Eagle, or Kapendo, is the Zambian version of hopscotch. Instead of chalk, children use a stick to draw squares in the dust. A rock or another object is tossed into the first square, and a child then hops on one leg to retrieve it. The child cannot alternate legs and must not step on the lines denoting the squares. Once the rock has been retrieved and the player has stepped out of the box, they must throw it into a second box, hop into the other squares then repeat the cycle. Eagle can be played alone or in a group and is usually played by girls.
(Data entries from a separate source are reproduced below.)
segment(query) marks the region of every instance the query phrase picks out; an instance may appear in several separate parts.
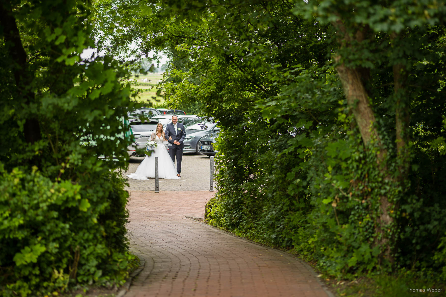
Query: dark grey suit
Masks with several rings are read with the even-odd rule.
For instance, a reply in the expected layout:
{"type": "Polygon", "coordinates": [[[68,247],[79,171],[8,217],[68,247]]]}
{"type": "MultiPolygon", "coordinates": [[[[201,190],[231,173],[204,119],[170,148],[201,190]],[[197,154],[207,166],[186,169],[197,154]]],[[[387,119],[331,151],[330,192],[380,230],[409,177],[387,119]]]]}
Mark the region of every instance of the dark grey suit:
{"type": "Polygon", "coordinates": [[[175,163],[175,156],[177,156],[177,172],[181,173],[181,160],[183,159],[183,147],[184,144],[184,138],[186,138],[186,131],[184,130],[184,126],[180,122],[177,122],[177,130],[175,130],[173,124],[170,123],[166,126],[166,130],[165,132],[166,139],[169,139],[169,137],[172,137],[172,140],[168,140],[172,144],[169,147],[169,154],[170,155],[172,160],[175,163]],[[174,144],[173,141],[178,140],[180,144],[174,144]]]}

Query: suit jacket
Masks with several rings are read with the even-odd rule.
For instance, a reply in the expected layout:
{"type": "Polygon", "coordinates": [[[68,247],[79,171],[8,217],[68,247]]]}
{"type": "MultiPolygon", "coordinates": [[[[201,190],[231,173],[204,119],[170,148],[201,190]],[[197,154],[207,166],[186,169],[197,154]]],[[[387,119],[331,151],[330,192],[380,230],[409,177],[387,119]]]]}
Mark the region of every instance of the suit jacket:
{"type": "Polygon", "coordinates": [[[166,126],[166,130],[164,132],[166,139],[169,139],[169,136],[172,137],[171,140],[168,140],[169,143],[174,146],[178,146],[180,148],[182,148],[184,146],[183,142],[184,141],[184,138],[186,138],[186,131],[184,130],[184,126],[181,123],[177,122],[176,134],[175,133],[174,130],[175,128],[173,127],[173,123],[167,124],[167,126],[166,126]],[[174,140],[178,140],[180,142],[180,144],[174,144],[174,140]]]}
Nsolo or Mancala is a popular game played in Zambia

Nsolo is the Zambian version of the game ‘mancala.’ It is a mathematical game sometimes likened to chess. It is usually played by boys or men. Carved wooden nsolo sets are sold in markets such as the Pakati Market and the Kabwata Cultural Village, but in most cases, holes are dug in the ground or created on a concrete slab. Small rocks, nuts or seeds are used as play pieces. There are four rows, with opposing teams sitting opposite each other manning two rows each.

According to Mtembo, a traditional games writer, nsolo is played as follows: “Two stones are placed in each of the outside rows at the beginning of the game. The two sides flip a coin to determine who starts. The player can then pick up any two stones from any of his holes and drop one in each hole. Wherever the player lands with the last stone, they will then pick up all the stones in that hole and continue to distribute them again, starting from the next hole. They only stop when they land with one stone in an empty hole. The player then says aloud, ‘Chenti!’ This signifies that the player has finished their play and [then] prompts the opposing player(s) to take their turn. The stones are always and without exception moved from left to right. Normally, after five or six initial, relatively routine, harmless plays, they can now begin to score on each other. This is when serious mathematical strategy comes to play. Players have to count stones and holes and try to anticipate two to three or more moves ahead while the opposing player(s) try to thwart, pre-empt or evade their opponents’ next possible moves.”
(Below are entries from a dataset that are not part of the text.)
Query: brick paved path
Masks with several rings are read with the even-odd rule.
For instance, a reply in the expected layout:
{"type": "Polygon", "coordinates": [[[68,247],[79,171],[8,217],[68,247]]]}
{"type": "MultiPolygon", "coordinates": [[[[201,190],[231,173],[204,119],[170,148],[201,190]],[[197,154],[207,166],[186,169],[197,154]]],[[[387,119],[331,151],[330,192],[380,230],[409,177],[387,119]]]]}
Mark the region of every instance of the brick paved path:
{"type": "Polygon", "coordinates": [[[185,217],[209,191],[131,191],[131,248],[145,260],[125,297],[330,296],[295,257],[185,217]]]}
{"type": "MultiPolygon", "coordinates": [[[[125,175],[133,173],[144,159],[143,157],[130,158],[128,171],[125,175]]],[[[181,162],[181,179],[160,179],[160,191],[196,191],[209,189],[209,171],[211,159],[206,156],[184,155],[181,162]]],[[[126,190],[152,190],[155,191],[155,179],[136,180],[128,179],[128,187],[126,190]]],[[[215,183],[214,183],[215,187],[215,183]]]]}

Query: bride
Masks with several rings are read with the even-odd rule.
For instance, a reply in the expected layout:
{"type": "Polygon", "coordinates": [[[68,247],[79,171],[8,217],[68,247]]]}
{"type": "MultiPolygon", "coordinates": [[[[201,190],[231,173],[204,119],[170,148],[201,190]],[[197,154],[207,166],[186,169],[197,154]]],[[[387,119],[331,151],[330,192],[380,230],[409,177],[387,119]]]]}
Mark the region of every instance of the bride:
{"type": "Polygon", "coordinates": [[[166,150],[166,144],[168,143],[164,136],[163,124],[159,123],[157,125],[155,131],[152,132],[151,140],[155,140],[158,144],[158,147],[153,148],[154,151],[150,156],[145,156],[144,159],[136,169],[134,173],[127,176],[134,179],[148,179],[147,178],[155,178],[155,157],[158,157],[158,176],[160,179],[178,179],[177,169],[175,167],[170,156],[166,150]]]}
Icidunu is a version of hide and seek using a ball made from paper and plastic. According to Ella Kasonde, a University of Zambia graduate who wrote her thesis on the type of skills that can be found in traditional Zambian games: “It is played by both girls and boys with a minimum of three players. It is played in a large area with enough space to run and hide. A ball is balanced a the center the open space and kicked or thrown away by any of the players. All the participants then ran to go and hide. The first player then ran after the ball, picked it up and took it to the center. At the center a player counted from one to 10 and it was announced that the search for the hiding participants had started. The player thus embarked on a search for the other players.
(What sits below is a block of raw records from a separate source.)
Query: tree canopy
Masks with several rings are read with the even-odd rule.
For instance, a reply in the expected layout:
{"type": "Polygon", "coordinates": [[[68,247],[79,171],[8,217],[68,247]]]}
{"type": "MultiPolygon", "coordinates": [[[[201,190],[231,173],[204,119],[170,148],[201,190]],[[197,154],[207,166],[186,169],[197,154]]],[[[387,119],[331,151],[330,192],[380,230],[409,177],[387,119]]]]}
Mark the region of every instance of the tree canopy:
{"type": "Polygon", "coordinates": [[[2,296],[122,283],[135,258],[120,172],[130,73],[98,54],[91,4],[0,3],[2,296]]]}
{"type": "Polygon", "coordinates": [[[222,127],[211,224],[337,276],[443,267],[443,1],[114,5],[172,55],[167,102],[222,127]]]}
“Upon locating any one of the hiding players, the first player shouted to alert the others. The searcher and the one found then compete in running to try and pick the ball first. If the searcher picks up the ball first, the player that was located was stopped from participating as the game continued until all the hiding participants were found. While searching for the hiding players the searcher would sometimes be out of sight and away from the ball. In this case any of the hiding participants left their hiding places, picked up the ball and kicked it very far away. This was referred to as ukucidununu (to kick it), hence the name icidunu. If this happened, then all those that had been found would go back into hiding and the game started again with the same searcher. A hiding participant was declared a winner when the searcher gave up the search before locating him or her.”